Geri dönmenin yollarını arıyor ama şu an dönemez.
"Ne demek dönemez?"
Duyduğunuz gibi dönerse tek dönmeme ihtimali var. Bu yüzden onu engelliyorum ve bir süre daha engellemeliyim.
"Bunu sen mi yapıyorsun. Bizi o aptal mağaraya göndermek zorunda değildin madem büyüyü biliyordun neden gönderdin?"
Sinirli bir homurtuyla yeniden etrafı tutuşturdu. Artık bağırarak konuşma evresine geçmiştik.
Çünkü bazı şeyleri insanların kendi çabalarıyla bulması gerek. İnsanlarla aramızda bağ kurarken ejderlerin atasına buna bağlı bir yemin veriyoruz. Herkes hata yapmalı ve hayatı bir yerden tutup öğrenmeli. Bazı anlara müdahale edip etmemek bizim inisiyatifimizde değil.
"Ne zaman geri dönecek?" Biraz da korkarak sormuştum bu soruyu. Gördüğüm o anı zihnimi sürekli meşgul ediyordu.
Bu çocuğu senin doğurman ve senin emzirmen lazım. Basillan'a gelecek olan önemli bir soyun devamı şeytan sütüyle beslenirse damarlarında ondan izler bulunursa buranın sonunu getirir.
"Ataların bu şeyi öylece oturup neler olacak diye izlemeyi tercih ediyor yani öyle mi?"
Bu yüzden benim seçimime ve müdahaleme karışmadılar.
Aklımdaki soruların en büyüğü bana kimin dokunup hayatıma kutsal kitabı dahil ettiğiydi? Bu bilgiye nasıl erişebilirdim? Herkesin hayatta bir varlık amacı vardı, ben bunu çocuk doğurup emzirerek mi yapacaktım yani?
"Madem şimdi anlatabiliyorsun bu konuşmayı biraz daha öne çekebilirdin Greinner, sana çok kırgınım."
Bir şeyleri anlamadan açıklayamazdım. Az önce atalarım olduğunu öğrendin, bazıları insanlara kinli ve domino taşı gibi bilgileri biriktirip dokunmadığı müddetçe taşların yıkılmasına izin vermiyorlar. Zaten kolay şeyler yaşamadın ve bilgiyi bir anda hiçbir sağlıklı insan zihnine yükleyemez. Alışma oranı doğru olmalı yoksa aklını kaybedip deliliğe doğru kışkırtır insanı.
Orada durup daha ne kadar konuştuk ne konuştuk zihnim allak bullak olmuştu. Öfkelenmiş, kırılmış ve zedelenmiştim. Bir damızlık olarak görev yerime gelmiş ve başıma gelen felaketlerle ekstradan uğraşmak zorunda kalmıştım.
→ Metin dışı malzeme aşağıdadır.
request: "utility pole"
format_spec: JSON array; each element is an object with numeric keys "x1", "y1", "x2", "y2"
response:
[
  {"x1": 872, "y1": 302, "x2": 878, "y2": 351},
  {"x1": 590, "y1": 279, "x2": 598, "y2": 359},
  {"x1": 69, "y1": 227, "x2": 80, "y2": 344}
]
O taşın üzerinde ne kadar zaman geçirdim bilmiyorum. Hareket etmek bile istemezken hava soğumaya başladığında Greinner alttan ateşi hafifçe yeniden ısıtıyor ve orada oturmama biraz daha müsaade ediyordu.
Zambak artık gitmeliyiz, akşam yemeği saati geldi ve saatlerdir bir şey yemedin. Bunun senin için ne kadar zor olduğunu anlıyorum, bu saate kadar acını yaşamana izin de verdim ancak iki canlı olduğunu hatırlamanın vakti geldi.
Gözlerimi süzerek ona baktım. "Benim bedenim nerede?"